Cour d’appel administrative de Marseille, le 24 juillet 2025, n°24MA02163

Par un arrêt en date du 24 juillet 2025, la cour administrative d’appel de Marseille s’est prononcée sur la légalité de l’exclusion définitive d’une étudiante d’un institut de formation en soins infirmiers. En l’espèce, une étudiante en troisième année de formation infirmière avait été exclue définitivement par la section compétente pour le traitement des situations individuelles de son institut, suite à des manquements constatés lors d’un stage. Cette décision était motivée par des actes jugés incompatibles avec la sécurité des patients.

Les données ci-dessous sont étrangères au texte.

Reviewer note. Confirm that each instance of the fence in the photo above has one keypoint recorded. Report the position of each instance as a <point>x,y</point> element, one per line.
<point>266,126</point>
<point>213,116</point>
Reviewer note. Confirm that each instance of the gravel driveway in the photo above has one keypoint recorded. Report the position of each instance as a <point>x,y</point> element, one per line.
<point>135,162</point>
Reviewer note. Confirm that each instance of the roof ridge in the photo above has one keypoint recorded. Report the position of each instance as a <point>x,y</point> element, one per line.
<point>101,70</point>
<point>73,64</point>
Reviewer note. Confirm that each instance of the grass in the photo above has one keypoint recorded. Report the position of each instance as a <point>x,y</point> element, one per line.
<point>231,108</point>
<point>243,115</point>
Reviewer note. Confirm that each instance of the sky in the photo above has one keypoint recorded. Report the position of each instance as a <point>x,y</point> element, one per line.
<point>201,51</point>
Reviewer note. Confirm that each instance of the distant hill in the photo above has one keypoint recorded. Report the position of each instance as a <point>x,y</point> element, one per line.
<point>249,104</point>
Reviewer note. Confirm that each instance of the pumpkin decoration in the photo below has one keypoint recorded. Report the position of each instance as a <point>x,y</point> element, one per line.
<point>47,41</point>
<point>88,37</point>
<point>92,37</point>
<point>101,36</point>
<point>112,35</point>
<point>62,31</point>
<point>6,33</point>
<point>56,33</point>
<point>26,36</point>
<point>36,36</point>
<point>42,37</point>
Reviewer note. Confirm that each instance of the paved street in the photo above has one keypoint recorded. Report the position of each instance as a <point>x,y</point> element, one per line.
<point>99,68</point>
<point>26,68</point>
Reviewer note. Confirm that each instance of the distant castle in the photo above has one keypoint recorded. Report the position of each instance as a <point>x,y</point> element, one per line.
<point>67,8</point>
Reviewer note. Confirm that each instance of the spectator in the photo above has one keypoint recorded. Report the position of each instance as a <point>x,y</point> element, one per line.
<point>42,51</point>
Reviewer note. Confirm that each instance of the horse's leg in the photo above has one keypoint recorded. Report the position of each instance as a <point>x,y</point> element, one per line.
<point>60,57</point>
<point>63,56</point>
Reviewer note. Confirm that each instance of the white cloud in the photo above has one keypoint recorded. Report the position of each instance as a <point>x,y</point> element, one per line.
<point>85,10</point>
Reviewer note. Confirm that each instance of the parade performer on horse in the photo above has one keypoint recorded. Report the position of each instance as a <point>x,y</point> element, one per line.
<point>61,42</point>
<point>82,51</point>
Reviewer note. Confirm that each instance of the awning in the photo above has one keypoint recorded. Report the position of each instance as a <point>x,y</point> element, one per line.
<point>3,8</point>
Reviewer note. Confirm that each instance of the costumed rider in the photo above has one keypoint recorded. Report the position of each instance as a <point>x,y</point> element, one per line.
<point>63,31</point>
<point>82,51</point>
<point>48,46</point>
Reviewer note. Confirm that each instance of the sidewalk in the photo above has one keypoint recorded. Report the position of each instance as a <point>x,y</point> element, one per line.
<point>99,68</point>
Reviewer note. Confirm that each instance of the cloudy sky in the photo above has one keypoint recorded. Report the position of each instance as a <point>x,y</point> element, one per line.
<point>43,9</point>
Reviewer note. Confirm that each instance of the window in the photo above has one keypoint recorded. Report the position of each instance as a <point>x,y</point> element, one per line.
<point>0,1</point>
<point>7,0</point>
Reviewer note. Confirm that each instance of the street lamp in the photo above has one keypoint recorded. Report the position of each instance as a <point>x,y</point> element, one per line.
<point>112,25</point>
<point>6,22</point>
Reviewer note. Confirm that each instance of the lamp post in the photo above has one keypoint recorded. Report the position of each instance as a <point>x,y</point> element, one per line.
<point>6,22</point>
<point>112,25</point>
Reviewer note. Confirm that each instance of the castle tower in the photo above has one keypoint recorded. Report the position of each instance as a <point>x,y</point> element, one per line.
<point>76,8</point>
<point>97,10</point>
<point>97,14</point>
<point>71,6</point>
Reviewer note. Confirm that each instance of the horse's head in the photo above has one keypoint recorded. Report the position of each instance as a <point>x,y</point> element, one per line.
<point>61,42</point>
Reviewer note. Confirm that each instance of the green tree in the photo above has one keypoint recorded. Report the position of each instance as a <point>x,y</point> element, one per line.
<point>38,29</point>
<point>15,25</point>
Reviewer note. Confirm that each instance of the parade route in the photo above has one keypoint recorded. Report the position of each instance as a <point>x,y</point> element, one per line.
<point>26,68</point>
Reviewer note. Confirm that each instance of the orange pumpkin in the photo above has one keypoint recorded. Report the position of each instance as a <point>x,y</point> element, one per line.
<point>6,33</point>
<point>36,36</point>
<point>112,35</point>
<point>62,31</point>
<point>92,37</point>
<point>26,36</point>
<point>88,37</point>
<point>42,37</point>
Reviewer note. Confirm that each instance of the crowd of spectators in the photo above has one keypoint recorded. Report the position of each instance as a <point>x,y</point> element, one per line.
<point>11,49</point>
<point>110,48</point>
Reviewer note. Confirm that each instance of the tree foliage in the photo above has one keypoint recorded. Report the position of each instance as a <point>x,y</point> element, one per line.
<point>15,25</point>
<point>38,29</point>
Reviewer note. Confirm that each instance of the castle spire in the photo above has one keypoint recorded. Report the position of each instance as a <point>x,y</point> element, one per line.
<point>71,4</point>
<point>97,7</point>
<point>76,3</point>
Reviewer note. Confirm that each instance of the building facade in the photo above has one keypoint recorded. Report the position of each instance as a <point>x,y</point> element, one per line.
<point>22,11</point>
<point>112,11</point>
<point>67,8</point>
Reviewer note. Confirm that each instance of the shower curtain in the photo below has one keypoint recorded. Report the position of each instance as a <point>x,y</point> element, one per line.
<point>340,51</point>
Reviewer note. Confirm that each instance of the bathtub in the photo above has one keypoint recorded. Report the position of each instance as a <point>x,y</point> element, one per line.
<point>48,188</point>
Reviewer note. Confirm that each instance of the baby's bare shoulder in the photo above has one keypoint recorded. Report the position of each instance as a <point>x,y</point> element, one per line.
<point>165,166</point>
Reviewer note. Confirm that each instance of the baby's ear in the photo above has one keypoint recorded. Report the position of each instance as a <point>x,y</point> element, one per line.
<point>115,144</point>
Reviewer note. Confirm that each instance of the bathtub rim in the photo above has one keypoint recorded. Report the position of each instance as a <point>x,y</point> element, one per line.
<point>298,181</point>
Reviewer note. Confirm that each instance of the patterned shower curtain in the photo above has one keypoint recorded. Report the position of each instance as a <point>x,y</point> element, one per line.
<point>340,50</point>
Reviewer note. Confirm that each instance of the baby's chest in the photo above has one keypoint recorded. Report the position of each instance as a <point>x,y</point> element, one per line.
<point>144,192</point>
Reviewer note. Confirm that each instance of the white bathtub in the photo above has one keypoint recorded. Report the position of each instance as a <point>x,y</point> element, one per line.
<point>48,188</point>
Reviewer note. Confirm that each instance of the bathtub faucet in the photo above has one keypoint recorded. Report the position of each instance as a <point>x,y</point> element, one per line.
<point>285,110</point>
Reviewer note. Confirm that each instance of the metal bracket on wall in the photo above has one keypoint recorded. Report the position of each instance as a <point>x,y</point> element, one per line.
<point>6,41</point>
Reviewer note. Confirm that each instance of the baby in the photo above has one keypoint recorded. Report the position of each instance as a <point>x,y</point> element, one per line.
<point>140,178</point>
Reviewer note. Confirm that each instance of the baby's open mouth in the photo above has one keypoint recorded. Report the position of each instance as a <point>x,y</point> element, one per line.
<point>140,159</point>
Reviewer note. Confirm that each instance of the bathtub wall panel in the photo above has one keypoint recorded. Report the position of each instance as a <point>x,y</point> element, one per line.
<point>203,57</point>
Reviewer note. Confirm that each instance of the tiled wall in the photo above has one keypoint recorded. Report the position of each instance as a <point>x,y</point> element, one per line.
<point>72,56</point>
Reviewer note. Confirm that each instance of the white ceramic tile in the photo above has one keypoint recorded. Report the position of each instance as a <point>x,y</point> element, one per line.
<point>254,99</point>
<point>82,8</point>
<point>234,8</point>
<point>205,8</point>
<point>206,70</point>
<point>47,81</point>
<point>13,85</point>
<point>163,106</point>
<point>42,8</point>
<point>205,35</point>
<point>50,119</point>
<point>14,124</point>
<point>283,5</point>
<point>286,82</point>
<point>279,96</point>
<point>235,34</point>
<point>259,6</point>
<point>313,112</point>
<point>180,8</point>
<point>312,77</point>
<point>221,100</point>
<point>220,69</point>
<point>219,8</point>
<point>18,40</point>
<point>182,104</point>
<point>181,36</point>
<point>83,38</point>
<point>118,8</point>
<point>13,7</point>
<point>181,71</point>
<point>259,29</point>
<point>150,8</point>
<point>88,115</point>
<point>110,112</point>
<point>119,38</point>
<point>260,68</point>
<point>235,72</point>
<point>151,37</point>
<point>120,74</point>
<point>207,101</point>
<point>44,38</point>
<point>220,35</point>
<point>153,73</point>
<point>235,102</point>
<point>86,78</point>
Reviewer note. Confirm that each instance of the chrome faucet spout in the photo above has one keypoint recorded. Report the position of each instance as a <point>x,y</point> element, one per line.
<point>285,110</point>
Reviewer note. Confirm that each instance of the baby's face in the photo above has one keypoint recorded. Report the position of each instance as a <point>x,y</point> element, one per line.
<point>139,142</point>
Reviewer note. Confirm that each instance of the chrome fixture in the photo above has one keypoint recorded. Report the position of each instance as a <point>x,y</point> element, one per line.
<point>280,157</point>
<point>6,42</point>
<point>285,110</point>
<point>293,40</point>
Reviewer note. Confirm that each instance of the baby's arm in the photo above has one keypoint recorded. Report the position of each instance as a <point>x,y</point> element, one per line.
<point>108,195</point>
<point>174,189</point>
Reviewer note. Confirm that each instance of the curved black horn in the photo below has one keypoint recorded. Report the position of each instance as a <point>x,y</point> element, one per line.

L’étudiante a saisi le tribunal administratif de Marseille afin d’obtenir l’annulation de cette décision d’exclusion. Par un jugement du 12 juillet 2024, le tribunal a rejeté sa demande. L’étudiante a alors interjeté appel de ce jugement, contestant tant la régularité de la procédure suivie que le bien-fondé de la mesure prise à son encontre. Elle soutenait notamment que la procédure était entachée d’irrégularités, que les faits reprochés ne justifiaient pas une telle mesure, que celle-ci était disproportionnée et qu’elle révélait un détournement de pouvoir.

La question de droit qui se posait à la cour administrative d’appel était de savoir si l’exclusion définitive d’une étudiante infirmière, fondée sur une insuffisance professionnelle estimée dangereuse pour la sécurité des patients, pouvait être légalement prononcée malgré des vices de procédure allégués, et si une telle mesure ne revêtait pas un caractère disproportionné.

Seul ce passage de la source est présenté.